Der SPD-Kanzlerkandidat hat nachgewiesen, dass er sich, bis auf Mini-Ausnahmen, an Recht und Gesetz gehalten hat. Er hat offengelegt, was offenzulegen war - und nebenbei dem gesamten Parlament im Effekt noch den Dienst von mehr Transparenz und damit mehr Glaubwürdigkeit erwiesen. Er hat auch - nicht ganz so überzeugend - nachgewiesen, dass er seine Pflichten als Abgeordneter nicht vernachlässigt hat.

Die Vorstellung, dass ein Abgeordneter permanent im Plenum zu sitzen hat, ist ja längst von richtig verstandenen Realitäten überholt. Vor allem aber: Steinbrück hat aus all dem nie ein Geheimnis gemacht. Und: Er hat, das lässt sich nun wirklich nachlesen, niemandem nach dem Mund geredet bei seinen bestens bezahlten Auftritten.

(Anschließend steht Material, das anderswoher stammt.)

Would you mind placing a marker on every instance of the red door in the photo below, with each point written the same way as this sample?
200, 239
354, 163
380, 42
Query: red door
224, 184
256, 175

Auch das ist hohe Kunst: sich teuer bezahlen zu lassen und dann dem erlesenen Auditorium die Leviten zu lesen. Das war nicht nur einmal vor Bankern so... Nicht zuletzt kann Steinbrück darauf verweisen, dass er ein Mehrfaches von Vorträgen unentgeltlich gehalten hat.

Alles also halb so schlimm? Eben nicht. Peer Steinbrück hat gehandelt, wie er gehandelt hat, weil er sich im Vorruhestand glaubte. Er hat getan, was viele nach dem Ende ihrer Karriere tun: Er hat sein Können versilbert. Wie Gerhard Schröder, Joschka Fischer oder oder. Der Unterschied ist nur, dass sich jetzt herausstellt, dass es (noch) nicht sein Karriere-Ende war.

Das gibt der Sache von eben auf gleich eine andere Wendung. Da steht ein Kanzlerkandidat der SPD, der - wofür sonst? - für Soziales und soziale Gerechtigkeit zu stehen hat und kassiert mehr als so gut wie alle Sozialdemokraten dieses Landes - und das nebenher. Das macht die ohnehin latent existente Frage, ob das der richtige Kandidat für diese Partei sei, wieder virulent.

Die Umfragen zeigen es: Der Startbonus ist schon wieder verbraucht. Die SPD-Führung wusste um Steinbrücks "Hobby" und sie hat ihn dennoch nominiert. Sie weiß warum. Weil kein anderer so wie er in der Lage ist, Sachkompetenz mit Bissigkeit in der Auseinandersetzung zu verbinden. Jetzt muss die Partei mit ihrem Kandidaten leben. Etwas schlechter als zuvor.